I discovered recently that my ZF output shaft seals need to be replaced since they are leaking . Is there a way to replace those seals by keeping the ZF installed in the car or do I need to take the ZF out of the car?

Brgds

Hartwig

Original Post

I've done this job and its nearly impossible to do with the ZF in place because of the two 13" long cross-bolts. Its actually more trouble to rig things to remove the bolts than it is to just jerk out the ZF. You can leave the bellhousing in place for what you need. And once you get the ZF out, you'll need some really big snap-ring pliers and keep track of the bearing shims in each side plate. If you mix them up, it changes the preload on the differential and you'll get howling. Info in pulling the transaxle is on www.realbig.com by Mike Daily.
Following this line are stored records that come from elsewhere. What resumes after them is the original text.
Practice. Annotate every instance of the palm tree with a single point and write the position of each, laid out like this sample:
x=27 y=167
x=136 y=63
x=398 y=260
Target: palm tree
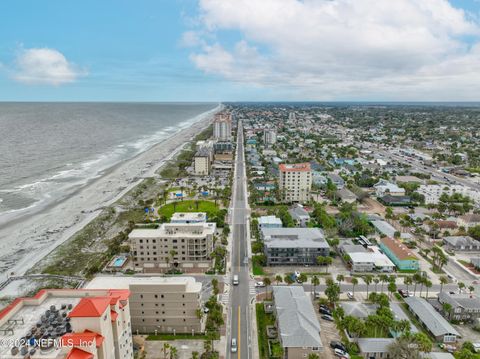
x=173 y=353
x=354 y=283
x=368 y=280
x=376 y=280
x=165 y=348
x=383 y=279
x=267 y=283
x=443 y=280
x=315 y=282
x=428 y=284
x=447 y=309
x=407 y=281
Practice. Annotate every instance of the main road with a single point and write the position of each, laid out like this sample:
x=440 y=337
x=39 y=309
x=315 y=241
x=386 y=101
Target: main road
x=239 y=311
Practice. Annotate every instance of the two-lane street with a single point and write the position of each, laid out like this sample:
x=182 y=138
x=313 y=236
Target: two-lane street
x=239 y=294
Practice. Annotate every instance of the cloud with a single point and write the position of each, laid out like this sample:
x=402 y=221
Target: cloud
x=343 y=48
x=45 y=66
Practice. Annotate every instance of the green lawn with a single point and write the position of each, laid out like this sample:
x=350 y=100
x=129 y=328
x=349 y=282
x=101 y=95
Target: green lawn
x=189 y=206
x=263 y=320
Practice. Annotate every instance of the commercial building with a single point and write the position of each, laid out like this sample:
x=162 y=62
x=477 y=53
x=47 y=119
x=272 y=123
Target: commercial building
x=202 y=162
x=432 y=320
x=68 y=323
x=295 y=182
x=465 y=307
x=297 y=323
x=299 y=215
x=189 y=217
x=269 y=222
x=294 y=246
x=222 y=127
x=399 y=254
x=384 y=187
x=159 y=304
x=345 y=195
x=269 y=137
x=461 y=243
x=181 y=246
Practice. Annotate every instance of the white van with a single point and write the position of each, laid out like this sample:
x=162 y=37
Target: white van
x=233 y=347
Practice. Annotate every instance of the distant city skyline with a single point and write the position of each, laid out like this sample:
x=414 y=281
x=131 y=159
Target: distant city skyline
x=243 y=50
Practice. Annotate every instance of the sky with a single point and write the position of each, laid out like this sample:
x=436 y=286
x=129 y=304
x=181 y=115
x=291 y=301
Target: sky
x=240 y=50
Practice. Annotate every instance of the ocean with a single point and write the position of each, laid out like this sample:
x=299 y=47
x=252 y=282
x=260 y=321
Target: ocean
x=48 y=150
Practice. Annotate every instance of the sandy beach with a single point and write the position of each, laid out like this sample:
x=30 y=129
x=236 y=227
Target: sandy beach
x=26 y=240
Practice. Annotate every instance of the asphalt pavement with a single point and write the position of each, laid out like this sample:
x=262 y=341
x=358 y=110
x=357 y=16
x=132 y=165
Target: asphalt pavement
x=239 y=311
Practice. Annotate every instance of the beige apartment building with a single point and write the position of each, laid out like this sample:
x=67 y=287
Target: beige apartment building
x=160 y=304
x=201 y=163
x=295 y=182
x=183 y=246
x=68 y=324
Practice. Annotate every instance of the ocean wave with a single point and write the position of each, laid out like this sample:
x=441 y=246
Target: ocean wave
x=65 y=181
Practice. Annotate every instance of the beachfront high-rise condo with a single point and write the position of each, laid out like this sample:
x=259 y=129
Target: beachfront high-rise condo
x=222 y=127
x=173 y=246
x=295 y=182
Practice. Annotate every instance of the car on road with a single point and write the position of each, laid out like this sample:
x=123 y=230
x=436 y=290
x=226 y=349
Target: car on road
x=327 y=317
x=324 y=311
x=339 y=345
x=341 y=353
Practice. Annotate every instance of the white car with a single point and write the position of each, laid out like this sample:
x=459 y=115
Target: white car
x=341 y=353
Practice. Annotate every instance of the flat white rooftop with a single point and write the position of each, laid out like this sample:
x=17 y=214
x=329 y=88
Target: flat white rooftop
x=124 y=282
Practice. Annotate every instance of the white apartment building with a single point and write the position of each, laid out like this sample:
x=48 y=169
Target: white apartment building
x=269 y=136
x=295 y=181
x=433 y=192
x=222 y=127
x=183 y=246
x=202 y=162
x=68 y=324
x=159 y=304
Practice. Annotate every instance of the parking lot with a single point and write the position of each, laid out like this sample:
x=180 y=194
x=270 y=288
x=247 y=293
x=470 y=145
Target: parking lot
x=328 y=332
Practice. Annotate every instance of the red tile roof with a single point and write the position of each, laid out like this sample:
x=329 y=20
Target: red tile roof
x=400 y=250
x=90 y=307
x=296 y=167
x=81 y=339
x=76 y=353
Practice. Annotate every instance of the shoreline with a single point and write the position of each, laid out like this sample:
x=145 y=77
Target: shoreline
x=57 y=222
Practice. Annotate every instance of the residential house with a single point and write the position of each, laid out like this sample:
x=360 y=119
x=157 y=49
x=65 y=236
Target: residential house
x=299 y=215
x=432 y=320
x=297 y=323
x=399 y=254
x=461 y=243
x=294 y=246
x=465 y=307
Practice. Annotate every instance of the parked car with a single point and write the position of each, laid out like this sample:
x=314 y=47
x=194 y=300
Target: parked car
x=341 y=353
x=325 y=311
x=327 y=317
x=339 y=345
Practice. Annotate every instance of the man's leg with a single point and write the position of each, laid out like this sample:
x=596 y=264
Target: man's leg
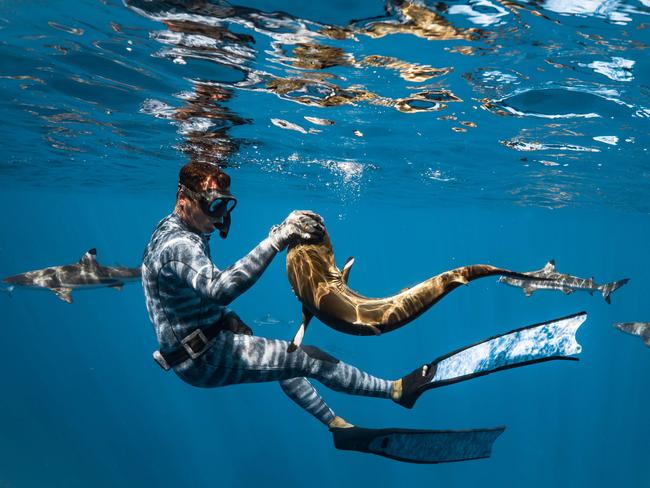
x=238 y=358
x=301 y=391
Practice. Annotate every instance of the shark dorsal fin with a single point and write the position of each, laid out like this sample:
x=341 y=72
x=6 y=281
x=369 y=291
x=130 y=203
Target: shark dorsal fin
x=89 y=259
x=346 y=269
x=550 y=266
x=64 y=294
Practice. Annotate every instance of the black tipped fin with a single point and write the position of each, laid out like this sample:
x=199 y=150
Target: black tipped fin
x=419 y=446
x=346 y=269
x=64 y=294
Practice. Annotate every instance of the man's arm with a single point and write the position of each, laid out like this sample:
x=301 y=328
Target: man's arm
x=194 y=267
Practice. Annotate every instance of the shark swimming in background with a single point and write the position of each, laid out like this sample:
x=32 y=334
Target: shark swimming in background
x=548 y=278
x=87 y=273
x=642 y=329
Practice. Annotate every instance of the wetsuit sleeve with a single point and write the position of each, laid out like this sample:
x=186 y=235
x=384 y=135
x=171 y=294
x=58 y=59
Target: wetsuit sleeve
x=192 y=266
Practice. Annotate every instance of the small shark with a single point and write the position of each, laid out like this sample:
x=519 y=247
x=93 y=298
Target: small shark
x=548 y=278
x=87 y=273
x=641 y=329
x=323 y=290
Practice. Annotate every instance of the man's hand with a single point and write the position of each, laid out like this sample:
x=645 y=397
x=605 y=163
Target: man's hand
x=233 y=323
x=300 y=225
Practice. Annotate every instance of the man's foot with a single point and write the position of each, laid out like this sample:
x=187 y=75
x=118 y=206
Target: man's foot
x=339 y=423
x=408 y=389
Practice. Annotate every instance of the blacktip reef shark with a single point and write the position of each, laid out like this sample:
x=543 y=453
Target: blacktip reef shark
x=642 y=329
x=548 y=278
x=87 y=273
x=323 y=290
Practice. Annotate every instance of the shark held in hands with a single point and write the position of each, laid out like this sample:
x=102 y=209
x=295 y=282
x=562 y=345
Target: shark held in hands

This is described, with illustrations, in the Pantera Service Highlights  (sect 4), lIght blue cover, available from some vendors or in the POCA Archives as a downloadable pdf for members. Not in the manual:  If you've never done this job, it can be a real problem for one person. First, the ZF alone weighs about 155 lbs and the bottom is often slippery with seeping 90-wt. There's an opportunity to really hurt yourself or your car! And if you drop it, the costs can be enormou$. Get a garage hoist or two large friends to help wrestle the ZF backward and out over the sides of the engine compartment.  If you choose to pull the bellhousing with the ZF, the wt goes up and so does the length and awkwardness of the package.

If you only pull the ZF, remember there are two large metric allen bolts inside the bellhousing that help brace the dash-2 ZF. With a transition dash-1.5 ZF (pushbuttons), the allen bolts are not there but there may be bracing arms between the early bellhousing & the early side plates you're trying to get to.  There are two tiny 10mm bolts under the car that fasten the bellhousing to the bottom of the engine motor plate that's sandwiched between the bellhousing and the block. The ZF must first slide backwards about 6-8" to get free of the clutch disc splines; then it can be hoisted out. Good luck.

 

Bossrench said; "You can leave the bellhousing in place for what you need."

That is only true if you have had it out previously and not put back the two internal Allen bolts that hold the bellhousing to the ZF. A lot of folks advocate leaving them out for future ease of removal, personally I put them back as 7 bolts are better than 5!

Also the length does not change with the bellhousing attached as the longest part is the input shaft.

To get the clearance to lift the ZF side mounts over the chassis mounting tabs you'll want to tilt the engine up at that back with a block and jack. Be careful where you place the jack if you have stock oil pan as the pan can crush easily and then the crank will hit it. If you have an aftermarket 10 quart pan it's easier.